时间:04-11 整理:3721RD 点击:
Hi, I need help, for a final proyect we have to build an antenna the problen is that we also have to design the oscillator and it has give a signal within 400 and 600 MHz range. The main problem is that I live in Mexico city and its not so easy to find those kind of oscillators, I have only found a 40 MHz so far...
So can any one give me a reference, or send me a diagram for this kind of problem? Or some soart of tip?

Thanks a lot

Check this:

http://www.home.agilent.com/USeng/na...886255/pd.html

Good for you. Oscillators are a lot of fun, and demonstrate interesting things about small and large signal effects and noise.

There are basically two types of oscillators designs that use transistors: reflection and transmission feedback.

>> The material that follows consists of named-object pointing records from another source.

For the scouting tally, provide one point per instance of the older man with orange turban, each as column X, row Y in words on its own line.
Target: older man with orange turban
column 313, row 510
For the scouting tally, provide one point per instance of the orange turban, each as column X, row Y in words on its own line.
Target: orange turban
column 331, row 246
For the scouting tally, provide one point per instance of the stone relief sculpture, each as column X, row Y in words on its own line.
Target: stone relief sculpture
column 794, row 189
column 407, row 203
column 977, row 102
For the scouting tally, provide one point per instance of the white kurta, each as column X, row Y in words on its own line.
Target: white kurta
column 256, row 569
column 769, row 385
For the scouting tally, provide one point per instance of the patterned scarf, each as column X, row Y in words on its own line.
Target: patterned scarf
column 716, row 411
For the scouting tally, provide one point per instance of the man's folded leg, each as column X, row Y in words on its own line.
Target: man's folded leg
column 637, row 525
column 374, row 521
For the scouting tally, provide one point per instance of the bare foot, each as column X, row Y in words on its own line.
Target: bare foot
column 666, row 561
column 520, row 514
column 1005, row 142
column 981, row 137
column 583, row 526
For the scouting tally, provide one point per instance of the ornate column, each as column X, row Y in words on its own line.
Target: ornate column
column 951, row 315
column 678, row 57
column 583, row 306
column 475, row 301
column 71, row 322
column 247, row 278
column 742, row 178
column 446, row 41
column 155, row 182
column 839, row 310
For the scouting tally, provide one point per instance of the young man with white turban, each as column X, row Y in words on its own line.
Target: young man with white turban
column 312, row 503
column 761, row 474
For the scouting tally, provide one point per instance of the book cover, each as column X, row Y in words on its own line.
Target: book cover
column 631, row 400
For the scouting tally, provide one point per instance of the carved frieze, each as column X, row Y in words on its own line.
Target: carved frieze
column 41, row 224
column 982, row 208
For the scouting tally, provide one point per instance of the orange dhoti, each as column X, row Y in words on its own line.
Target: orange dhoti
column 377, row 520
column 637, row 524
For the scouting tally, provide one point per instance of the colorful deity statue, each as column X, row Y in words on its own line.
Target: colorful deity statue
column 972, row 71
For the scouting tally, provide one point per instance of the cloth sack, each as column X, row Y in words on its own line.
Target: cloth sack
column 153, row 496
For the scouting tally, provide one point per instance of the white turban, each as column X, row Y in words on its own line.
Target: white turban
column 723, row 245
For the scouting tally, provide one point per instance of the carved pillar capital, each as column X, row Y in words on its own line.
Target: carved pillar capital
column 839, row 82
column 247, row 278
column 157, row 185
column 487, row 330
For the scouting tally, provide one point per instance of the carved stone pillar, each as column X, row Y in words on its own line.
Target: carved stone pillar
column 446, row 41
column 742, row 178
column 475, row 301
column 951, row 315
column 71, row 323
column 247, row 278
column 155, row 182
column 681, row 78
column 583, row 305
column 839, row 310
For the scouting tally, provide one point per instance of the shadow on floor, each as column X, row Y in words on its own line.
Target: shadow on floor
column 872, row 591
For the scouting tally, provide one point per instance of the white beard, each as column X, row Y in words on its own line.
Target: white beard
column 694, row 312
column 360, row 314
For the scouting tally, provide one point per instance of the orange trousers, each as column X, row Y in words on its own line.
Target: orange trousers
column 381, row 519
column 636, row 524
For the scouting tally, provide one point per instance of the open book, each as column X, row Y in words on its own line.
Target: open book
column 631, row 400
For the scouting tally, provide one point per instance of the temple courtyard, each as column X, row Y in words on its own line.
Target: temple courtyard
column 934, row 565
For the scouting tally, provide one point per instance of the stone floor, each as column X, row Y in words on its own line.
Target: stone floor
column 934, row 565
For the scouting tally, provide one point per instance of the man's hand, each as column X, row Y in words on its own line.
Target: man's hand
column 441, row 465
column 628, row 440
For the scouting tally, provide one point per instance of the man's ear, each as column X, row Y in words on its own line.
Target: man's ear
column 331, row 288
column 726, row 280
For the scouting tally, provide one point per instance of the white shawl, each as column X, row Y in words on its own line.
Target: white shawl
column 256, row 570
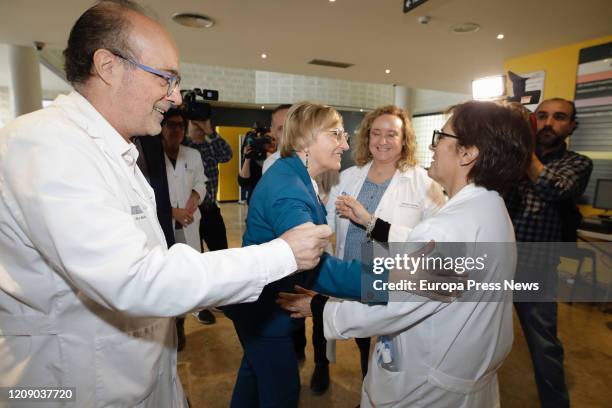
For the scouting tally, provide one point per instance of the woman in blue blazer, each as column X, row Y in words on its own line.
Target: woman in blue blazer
column 287, row 195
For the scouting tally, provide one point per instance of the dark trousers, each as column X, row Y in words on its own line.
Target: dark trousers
column 268, row 375
column 212, row 227
column 319, row 343
column 539, row 323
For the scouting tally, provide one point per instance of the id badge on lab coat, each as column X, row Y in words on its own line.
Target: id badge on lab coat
column 179, row 236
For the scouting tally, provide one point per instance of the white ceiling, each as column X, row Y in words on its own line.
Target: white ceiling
column 371, row 34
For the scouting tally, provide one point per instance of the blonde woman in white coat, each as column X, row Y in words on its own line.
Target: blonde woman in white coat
column 445, row 354
column 387, row 180
column 186, row 180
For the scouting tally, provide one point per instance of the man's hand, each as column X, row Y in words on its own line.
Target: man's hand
column 297, row 304
column 183, row 216
column 352, row 209
column 192, row 203
column 308, row 242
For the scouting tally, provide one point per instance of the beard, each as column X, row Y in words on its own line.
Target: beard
column 548, row 138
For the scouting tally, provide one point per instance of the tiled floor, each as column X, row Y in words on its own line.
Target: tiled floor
column 209, row 363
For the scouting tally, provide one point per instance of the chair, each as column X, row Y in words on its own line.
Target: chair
column 580, row 254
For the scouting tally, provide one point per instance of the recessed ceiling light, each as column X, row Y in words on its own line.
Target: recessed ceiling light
column 464, row 28
column 193, row 20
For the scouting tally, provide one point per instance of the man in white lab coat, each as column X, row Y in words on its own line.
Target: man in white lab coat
column 87, row 284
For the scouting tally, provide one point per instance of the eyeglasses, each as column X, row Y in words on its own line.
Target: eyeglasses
column 172, row 79
column 339, row 134
column 437, row 135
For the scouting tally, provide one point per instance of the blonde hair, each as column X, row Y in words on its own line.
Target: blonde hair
column 361, row 148
column 304, row 121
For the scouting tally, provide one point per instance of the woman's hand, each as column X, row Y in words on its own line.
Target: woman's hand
column 298, row 304
column 352, row 209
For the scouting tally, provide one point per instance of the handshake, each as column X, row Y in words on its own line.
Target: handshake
column 308, row 243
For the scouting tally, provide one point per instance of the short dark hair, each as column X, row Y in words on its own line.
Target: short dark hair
column 103, row 25
column 570, row 103
column 503, row 138
column 172, row 112
column 280, row 108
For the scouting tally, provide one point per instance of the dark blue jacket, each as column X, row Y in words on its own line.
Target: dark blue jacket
column 283, row 199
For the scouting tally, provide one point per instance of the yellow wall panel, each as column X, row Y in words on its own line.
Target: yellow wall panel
column 560, row 65
column 228, row 172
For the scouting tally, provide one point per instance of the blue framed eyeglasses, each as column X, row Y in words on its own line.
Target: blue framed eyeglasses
column 173, row 80
column 437, row 135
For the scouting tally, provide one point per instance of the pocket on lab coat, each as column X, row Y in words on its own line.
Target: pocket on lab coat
column 128, row 364
column 407, row 214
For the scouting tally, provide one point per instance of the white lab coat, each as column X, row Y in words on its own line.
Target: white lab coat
column 448, row 353
column 270, row 160
column 187, row 175
column 84, row 266
column 410, row 197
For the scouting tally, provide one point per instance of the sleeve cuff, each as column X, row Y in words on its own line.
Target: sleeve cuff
column 380, row 232
column 282, row 260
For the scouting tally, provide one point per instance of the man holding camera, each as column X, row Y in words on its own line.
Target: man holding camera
column 88, row 286
column 279, row 114
column 543, row 209
column 214, row 150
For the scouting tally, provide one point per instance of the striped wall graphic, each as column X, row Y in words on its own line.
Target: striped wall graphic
column 594, row 112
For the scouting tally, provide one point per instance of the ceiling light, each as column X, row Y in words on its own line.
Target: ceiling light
column 464, row 28
column 193, row 20
column 488, row 88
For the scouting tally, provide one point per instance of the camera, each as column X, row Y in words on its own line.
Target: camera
column 260, row 142
column 194, row 103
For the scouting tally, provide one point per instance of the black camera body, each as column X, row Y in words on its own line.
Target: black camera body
column 194, row 103
column 259, row 142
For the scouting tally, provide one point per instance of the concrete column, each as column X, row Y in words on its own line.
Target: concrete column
column 26, row 88
column 403, row 97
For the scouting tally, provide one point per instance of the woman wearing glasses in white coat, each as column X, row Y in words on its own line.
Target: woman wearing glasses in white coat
column 387, row 181
column 186, row 180
column 446, row 354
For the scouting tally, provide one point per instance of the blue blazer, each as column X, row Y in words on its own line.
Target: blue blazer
column 283, row 199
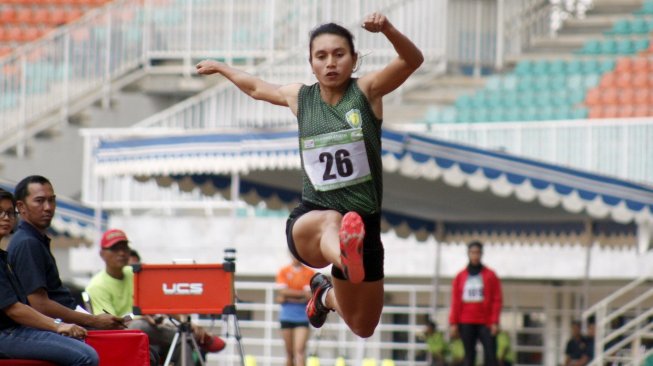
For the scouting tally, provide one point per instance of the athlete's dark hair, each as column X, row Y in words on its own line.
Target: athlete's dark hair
column 331, row 28
column 476, row 244
column 4, row 195
column 21, row 191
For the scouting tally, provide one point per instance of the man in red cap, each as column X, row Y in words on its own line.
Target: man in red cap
column 111, row 291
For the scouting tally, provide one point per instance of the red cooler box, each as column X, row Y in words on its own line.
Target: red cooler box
column 120, row 347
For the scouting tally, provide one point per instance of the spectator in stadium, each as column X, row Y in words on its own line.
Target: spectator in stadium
column 339, row 118
column 576, row 351
column 24, row 332
column 476, row 302
column 293, row 292
column 134, row 257
column 111, row 290
column 435, row 343
column 34, row 264
column 505, row 354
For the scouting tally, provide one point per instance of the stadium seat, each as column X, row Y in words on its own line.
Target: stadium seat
column 609, row 96
column 593, row 97
column 591, row 47
column 646, row 9
column 606, row 65
column 608, row 80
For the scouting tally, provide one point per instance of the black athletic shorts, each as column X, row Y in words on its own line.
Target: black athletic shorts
column 372, row 246
column 293, row 325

Reflection oscillators involve taking a transistor, putting some feedback element (like and inductor between emitter and ground) on it to make another of the terminals have a negative resistance, and attach a resonator (of the right phase and not too much loss) to that negative resistance terminal, and it oscillates. This is a very popular type of oscillator, and you see them sold commercially by companies like ZComm, etc. The trouble for a student is that after you design and build such an oscillator is if it does not start up on the first try, then what do you do to change it to start oscillations?

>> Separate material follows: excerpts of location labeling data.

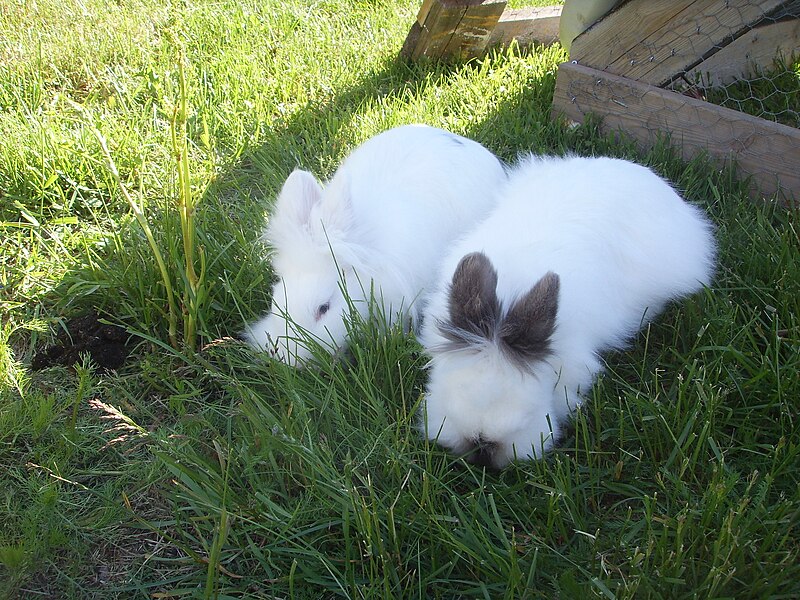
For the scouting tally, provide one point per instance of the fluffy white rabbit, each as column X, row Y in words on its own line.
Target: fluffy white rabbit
column 578, row 255
column 378, row 230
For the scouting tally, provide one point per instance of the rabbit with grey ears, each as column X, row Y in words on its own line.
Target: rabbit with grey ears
column 578, row 255
column 376, row 230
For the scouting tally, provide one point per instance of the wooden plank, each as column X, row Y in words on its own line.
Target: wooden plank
column 527, row 26
column 765, row 150
column 474, row 30
column 749, row 55
column 424, row 10
column 440, row 24
column 656, row 41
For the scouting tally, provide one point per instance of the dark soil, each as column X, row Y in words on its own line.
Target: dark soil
column 106, row 344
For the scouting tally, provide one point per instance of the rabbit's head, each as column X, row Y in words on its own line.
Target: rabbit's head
column 491, row 389
column 314, row 262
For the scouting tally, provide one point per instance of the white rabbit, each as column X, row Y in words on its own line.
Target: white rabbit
column 578, row 254
column 377, row 230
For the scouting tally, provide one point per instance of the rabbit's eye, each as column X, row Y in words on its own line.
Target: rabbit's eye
column 323, row 309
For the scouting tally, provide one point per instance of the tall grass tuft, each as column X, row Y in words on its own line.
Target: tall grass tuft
column 194, row 282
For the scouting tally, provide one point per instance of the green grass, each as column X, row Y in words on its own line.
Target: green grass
column 220, row 474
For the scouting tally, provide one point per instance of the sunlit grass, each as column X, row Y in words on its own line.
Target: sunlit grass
column 221, row 473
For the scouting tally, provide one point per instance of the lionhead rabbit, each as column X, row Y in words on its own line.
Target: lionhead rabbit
column 577, row 256
column 377, row 230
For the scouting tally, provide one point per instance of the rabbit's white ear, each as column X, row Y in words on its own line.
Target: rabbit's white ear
column 300, row 193
column 336, row 211
column 527, row 327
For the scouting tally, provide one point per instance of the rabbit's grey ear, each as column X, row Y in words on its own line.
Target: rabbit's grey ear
column 299, row 194
column 527, row 327
column 473, row 304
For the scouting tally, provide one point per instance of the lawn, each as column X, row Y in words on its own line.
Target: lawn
column 184, row 464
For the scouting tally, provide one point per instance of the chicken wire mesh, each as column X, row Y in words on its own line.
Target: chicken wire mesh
column 755, row 68
column 653, row 68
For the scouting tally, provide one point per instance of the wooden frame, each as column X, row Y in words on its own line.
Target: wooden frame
column 631, row 66
column 463, row 29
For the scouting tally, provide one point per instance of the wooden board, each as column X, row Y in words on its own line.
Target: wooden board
column 475, row 28
column 765, row 150
column 749, row 55
column 452, row 28
column 656, row 41
column 527, row 26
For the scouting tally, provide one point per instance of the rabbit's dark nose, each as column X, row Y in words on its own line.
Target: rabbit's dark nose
column 482, row 453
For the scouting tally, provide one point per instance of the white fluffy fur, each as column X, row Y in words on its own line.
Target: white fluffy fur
column 623, row 244
column 379, row 227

Transmission feedback oscillators have a 2 part design. You first design and build an amplifier with at least 10 dB of gain in your desired frequency of oscillation. You measure the S21 of the amplifier, paying particular attention to the forward phase shift. Next you design a tunable transmission resonator--that is a resonator with an input and output connector that acts like a tunable narrowband bandpass filter. You tune it with a varactor diode replacing what would normally be a fixed capacitor in the bandpass filter design. You also measure the resonator's S21, and make sure that its loss is less than the amplifier's gain, and note the resonator phase shift. Finally, you connect the amplifier and resonator together, but add a phase shifting element between them (coax cable line length, or a lumped element tunable phase shifter). Now comes the easy part, You hook the amplifier, phase shifter, and resonator together all in a row and measure the combined S21. At the frequeny that the resonator is tuned to at the moment, if the magnitude of S21 is greater than 0 dB, and the phase shift is approximately 2nΠ, where n is an integer, it will oscillate when you connect the output to the input! If it does not oscillate, simply break the loop again and see if the loop gain is too low, or if the phase shift is too far off from 2nΠ.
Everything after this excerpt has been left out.